Nigerian Phone Companies Fined for Missing Quality Goals

Feb. 25 (Bloomberg) -- Nigeria’s telecommunications regulator fined its three biggest mobile operators 647.5 million naira ($4 million) and toughened penalties, showing waning tolerance for poor service in Africa’s second-biggest economy.

MTN Group Ltd., the Johannesburg-based market leader, and Bharti Airtel Ltd.’s third-ranked local unit must pay 185 million naira each, while Globacom Ltd. was fined 277.5 million naira for not meeting set targets including measures of connection quality, dropped calls and congestion in January, the Nigerian Communications Commission said in a statement yesterday. They’re prohibited from selling new SIM cards in March, the first time the punishment was imposed along with a financial penalty, said Tony Ojobo, the regulator’s director of public affairs.

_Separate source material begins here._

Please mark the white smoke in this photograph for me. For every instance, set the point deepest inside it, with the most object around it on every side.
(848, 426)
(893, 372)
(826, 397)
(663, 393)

“It can be argued that the latest sanctions of 647.5 million naira on three operators over quality of service breaches for a single month are by far the most punitive,” Kenechi Okeleke, senior analyst for ICT Research at Business Monitor for the Middle East and Africa, said by e-mail today.

Nigeria had 156 million mobile-phone connected subscriptions as of October 2013, according to the commission. User numbers are expected to grow to more than 200 million in 2017, London-based research company Informa Telecoms & Media estimates. Information and Communication Technology Minister Omobola Johnson said in a Feb. 10 interview that authorities were considering stopping SIM-card sales to force service improvements.

Market’s Surge

The commission has repeatedly fined companies for failing to meet quality standards as demand surged in Africa’s most populous nation of about 170 million people. From 2010 through 2013, Nigeria’s four main phone companies grew 78 percent, or by about 53 million subscriptions, according to Business Monitor’s estimates.

The threat of further regulatory sanctions is likely to keep mobile-phone companies’ capital investments high to match the growth in demand, Okeleke said.

“We also expect an uptick in network and tower outsourcing to third-party vendors with high performance targets,” he said.

Ericsson AB said on Feb. 19 that it won a five-year order to run 75 percent of MTN’s network in Nigeria. The Stockholm-based company opened a regional service center in Nigeria in an effort to convince operators that it’s more efficient to contract out management of their networks, Kamar Abass, managing director of the Swedish company’s Nigerian business and head of regional accounts for sub-Saharan Africa, said in an Aug. 27 interview.

Huawei Deal

Huawei Technologies Co. said in a statement today that it will run information-technology services for Emirates Telecommunications Corp.’s Etisalat Nigeria so the mobile operator can create “more value for its customers.” The Shenzhen, China-based company has also set up a service center in Nigeria, established last year.

Etisalat, which has been fined in the past, was the only operator among the top four in Nigeria that wasn’t penalized this time around.

“We will continue to expand our network capabilities, reach and capacity to ensure we meet the communication needs of our customers,” Chineze Amanfo, a spokeswoman for Etisalat, said in an e-mailed response to questions.

Funmi Onajide, a spokeswoman for MTN Nigeria, declined to comment. Emeka Opara, an Airtel Nigeria spokesman, said the company couldn’t immediately comment. Charles Ikoabasi, a spokesman for No. 2-ranked Globacom, didn’t reply an e-mailed requests for comment.